Our findings make bleak reading for small and medium-sized business owners. Many will be forced to become union negotiators, HR directors and employment law experts. And they’ll have to make time available, each working week, for unions to enter for the purposes of recruitment and organising. The Adam Smith Institute has even predicted that the ultimate cost to SMEs of union access will top £680m.
Consider what small employers have already swallowed in the past year. Employer National Insurance contributions jumped to 15 per cent in April 2025, while the threshold at which those contributions kick in was slashed nearly in half.
A business employing nine people on the National Living Wage saw its annual employment costs rise by almost £26,000 in the space of fifteen months. The minimum wage rose to £12.21 an hour, reducing the margin for error in every hiring decision. Business rates were restructured in ways that hospitality – already on its knees – describes as a tax rise in disguise.
And now, into this environment, the government drops the Employment Rights Act and the union access measures.
The FSB's Small Business Index has collapsed to levels never seen before. For the first time in its history, more small firms expect to contract than to grow. In hospitality, 45 per cent of businesses expect to shrink in the coming year. Nearly half a sector.
The Insolvency Service recorded almost 24,000 company failures in England and Wales last year. Construction, retail, hospitality, manufacturing – these are not just statistics. They are the businesses that drive our economy forward.
Meanwhile, the Government's defence of the Act rests on an economic analysis projecting a 0.04 per cent boost to GDP. Four hundredths of one per cent. The Regulatory Policy Committee, the body charged with scrutinising exactly this kind of evidence, rated the overall assessment as not fit for purpose. Eight of the 23 individual impact assessments were found to be inadequate.
The OBR, in its March 2026 outlook, declined to include the ERA's economic impact in its forecasts at all. The government is asking family businesses to absorb massive new obligations on the basis of evidence its own watchdogs had to reject and then refused to model.
But here is the thing. We are not calling for repeal.

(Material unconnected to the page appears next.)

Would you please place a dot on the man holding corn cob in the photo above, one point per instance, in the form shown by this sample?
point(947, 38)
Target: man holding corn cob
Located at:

We are calling for one practical change – a single amendment that could be made before the most burdensome measures take effect.
Raise the threshold for the trade union access provisions to 250 employees.
That number is not plucked from the air. It is the standard definition of an SME under both UK and EU law. It is already the threshold used for gender pay gap reporting, Companies Act requirements, and public contracts regulations. It is, in short, the number the government itself already uses to distinguish between big business and everyone else.
Critics will say this creates a two-tier workforce. Of course it does nothing of the sort, and the government knows it. Whitehall already operates size-based thresholds for audit requirements, gender pay gap reporting, the apprenticeship levy, and Companies Act disclosures. If a 250-employee line creates two tiers, the government has been running one for decades.
Under our proposal, not a single worker would lose a single individual right. The right to join a union. The right to be represented. The right to protection from unfair dismissal. All of it intact.
The only change is that unions would not have a statutory right of access to workplaces with fewer than 250 employees. A framework built for Tesco should not be bolted unchanged onto a family bakery in Barnsley.
The government still has time. The question is whether it will do what is right.
John Longworth CBE is Chairman of the Independent Business Network, which represents family-run and family-owned businesses across the United Kingdom.